Unsurprisingly, my grandmother first asked me in Mandarin if I had eaten yet.  When she asked me this, I knew our grandmother and granddaughter adventures had begun.  And, what amazing adventures my grandmother and I had for the short time we had when I visited! ;-)  Our adventures mainly revolved around trying to communicate with one another.  I had learned more Chinese in those two weeks from her and our facial expressions and hand gestures that I had in a lifetime.  We also happened to have an ant adventure where there were colonies of ants invading one of her guest bedrooms! 

But, when the adventures quieted down, we sat in comfortable quiet of simply valuing each others company—and, then, there was the photo album.  Early on in my time with my grandmother, my grandmother stubbornly put aside her walker and slowly marched in to her bedroom to show me a photo album that one of my aunts had decorated and made for her.  She handed me the photo album and then leaned on her walker again.
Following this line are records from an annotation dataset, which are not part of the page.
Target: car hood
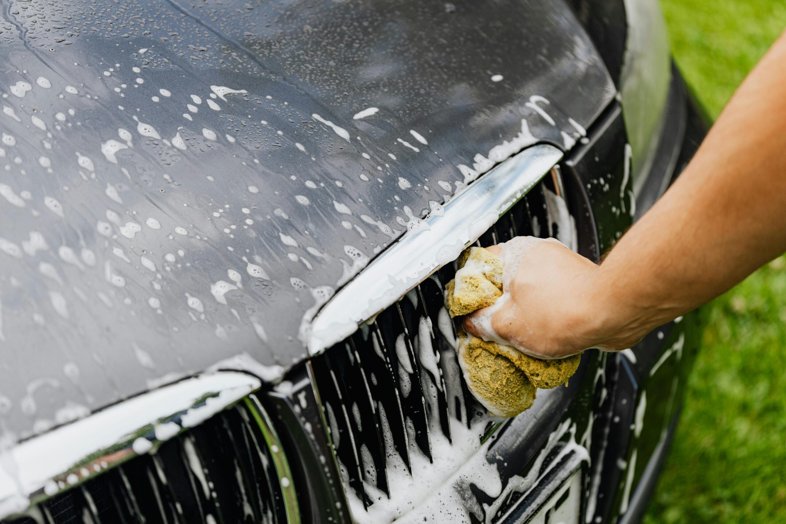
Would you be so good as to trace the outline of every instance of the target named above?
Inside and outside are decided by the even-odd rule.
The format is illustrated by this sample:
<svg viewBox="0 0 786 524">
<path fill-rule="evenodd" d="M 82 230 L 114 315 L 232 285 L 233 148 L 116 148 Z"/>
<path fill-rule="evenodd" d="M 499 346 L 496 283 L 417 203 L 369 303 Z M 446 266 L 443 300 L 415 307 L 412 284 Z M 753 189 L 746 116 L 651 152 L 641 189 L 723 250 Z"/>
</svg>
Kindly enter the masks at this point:
<svg viewBox="0 0 786 524">
<path fill-rule="evenodd" d="M 277 379 L 408 225 L 615 96 L 551 0 L 0 3 L 5 443 Z"/>
</svg>

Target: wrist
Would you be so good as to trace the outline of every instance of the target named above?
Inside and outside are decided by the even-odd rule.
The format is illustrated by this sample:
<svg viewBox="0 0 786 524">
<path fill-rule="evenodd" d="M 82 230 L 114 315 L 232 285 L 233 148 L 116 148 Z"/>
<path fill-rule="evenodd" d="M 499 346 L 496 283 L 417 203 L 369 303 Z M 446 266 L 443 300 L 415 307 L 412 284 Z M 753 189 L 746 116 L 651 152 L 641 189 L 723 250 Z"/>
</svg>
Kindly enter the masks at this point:
<svg viewBox="0 0 786 524">
<path fill-rule="evenodd" d="M 614 279 L 600 266 L 589 269 L 575 282 L 571 337 L 582 348 L 623 350 L 644 335 L 645 319 L 626 299 Z"/>
</svg>

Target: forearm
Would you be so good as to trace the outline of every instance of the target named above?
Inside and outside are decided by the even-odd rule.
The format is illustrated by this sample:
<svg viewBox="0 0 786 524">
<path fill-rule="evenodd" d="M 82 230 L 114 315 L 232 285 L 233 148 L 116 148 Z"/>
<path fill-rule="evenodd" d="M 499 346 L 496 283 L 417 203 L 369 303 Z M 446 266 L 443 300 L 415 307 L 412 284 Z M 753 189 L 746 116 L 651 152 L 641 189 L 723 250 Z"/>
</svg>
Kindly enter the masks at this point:
<svg viewBox="0 0 786 524">
<path fill-rule="evenodd" d="M 588 278 L 604 321 L 646 332 L 786 250 L 784 117 L 781 36 L 682 175 Z"/>
</svg>

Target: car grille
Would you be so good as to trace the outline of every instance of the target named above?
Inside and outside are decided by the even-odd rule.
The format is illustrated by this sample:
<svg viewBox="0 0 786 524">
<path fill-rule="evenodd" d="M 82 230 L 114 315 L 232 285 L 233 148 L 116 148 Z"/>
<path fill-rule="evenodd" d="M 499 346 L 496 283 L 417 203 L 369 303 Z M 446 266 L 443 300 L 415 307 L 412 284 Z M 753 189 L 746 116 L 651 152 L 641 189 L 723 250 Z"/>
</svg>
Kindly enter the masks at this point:
<svg viewBox="0 0 786 524">
<path fill-rule="evenodd" d="M 550 183 L 539 183 L 476 245 L 556 233 L 547 219 L 545 192 Z M 451 442 L 451 418 L 469 427 L 485 416 L 464 381 L 454 350 L 455 327 L 444 306 L 444 284 L 454 273 L 453 264 L 443 267 L 312 359 L 344 489 L 351 501 L 359 500 L 366 509 L 374 503 L 369 493 L 377 500 L 380 493 L 391 495 L 386 447 L 395 449 L 396 460 L 410 475 L 418 475 L 412 469 L 412 446 L 432 460 L 435 437 Z M 494 427 L 490 423 L 486 433 Z"/>
<path fill-rule="evenodd" d="M 37 514 L 37 515 L 35 515 Z M 3 524 L 286 522 L 264 435 L 242 403 Z"/>
</svg>

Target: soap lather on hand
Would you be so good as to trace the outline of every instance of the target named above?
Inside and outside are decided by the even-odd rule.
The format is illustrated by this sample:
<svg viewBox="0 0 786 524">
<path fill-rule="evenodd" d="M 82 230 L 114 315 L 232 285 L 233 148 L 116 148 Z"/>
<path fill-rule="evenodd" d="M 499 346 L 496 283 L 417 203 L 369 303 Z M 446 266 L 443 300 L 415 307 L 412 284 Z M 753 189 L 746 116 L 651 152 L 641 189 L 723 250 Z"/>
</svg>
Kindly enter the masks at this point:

We sat at the dining room table.

The very first photo was my grandmother as a young, beautiful, and happy bride with my debonair and handsome grandfather.  Countless black and white photos came to light then of my grandmother dressed in silk and dancing with a fan, her holding hands with her children on them sitting on her lap, a photo of my father with a gap-toothed grin on the waterfront in Hong Kong, her grown children, and then finally with her grandchildren and then great-grandchildren.  We went through each and every page.  Each page turned was a signal of uncontrolled time ticking away and life moving to its own accord. 

At the end of the photo album, I said to my grandmother in Chinese that I did not know she danced and asked how old she was?   She told me that she had been in my age—in her 30’s.  Her maid was shocked that my grandmother was dancing in her 30’s after having all her children.  It did not shock me at all that my grandmother danced and did what she desired, because we were a gung-ho Wu group that clearly came from a history and ancestors of other gung-ho individuals. 

Closing the photo album, I reflected on many things.  I thought about how I loved to dance and swim and just had such a zest for any kind of movement from years of challenges with my joints.  I contemplated about how the world was so different and difficult then in my grandmother’s time compared to now.  The world was supposedly easier and better now than my grandmother’s time, but “easy” comes at the great and grave price of NOT appreciating and not feeling the sweetness of victory in overcoming challenges and becoming overall better and strong in character. 

In difficult and challenging times with her children and husband, my grandmother had survived and thrive.  She made a home in a house.  She laid her legacy and foundation, and her children, grandchildren, and great-grandchildren reap the benefits.  However, life and families work in circles that parents care for children, but children and the young help and care for the old and their parents as well. 

Time just keeps going on.  Faster and faster as we get older and older.  The outer body ages with the formation of wrinkles and silver strands of hair appear over the years, yet the inner spirit somehow stay centered with only slight modifications from life’s most memorable moments.  The light, soul, and spirit in aging eyes do not lie.  My 92-year-old grandmother is still as full of love, care, and worry as she was when she was young. 

I am so grateful for my time with my grandmother.  It took a photo album and over 20 years to just learn a little bit about my grandmother and gain a whole lot more insight in to who I came from, who I was, and who I had become. 

Have you thought about whom you are today and who you will be?  Have you reflected on your history, ancestors, and the elderly in to how they have shaped you today and going forward in life from their own foundations that they have laid and paved for you, and what you can do for them and forward in life? 

Treasure where and who you came from.  Make your Mark.  Leave your legacy to and from the past and the future.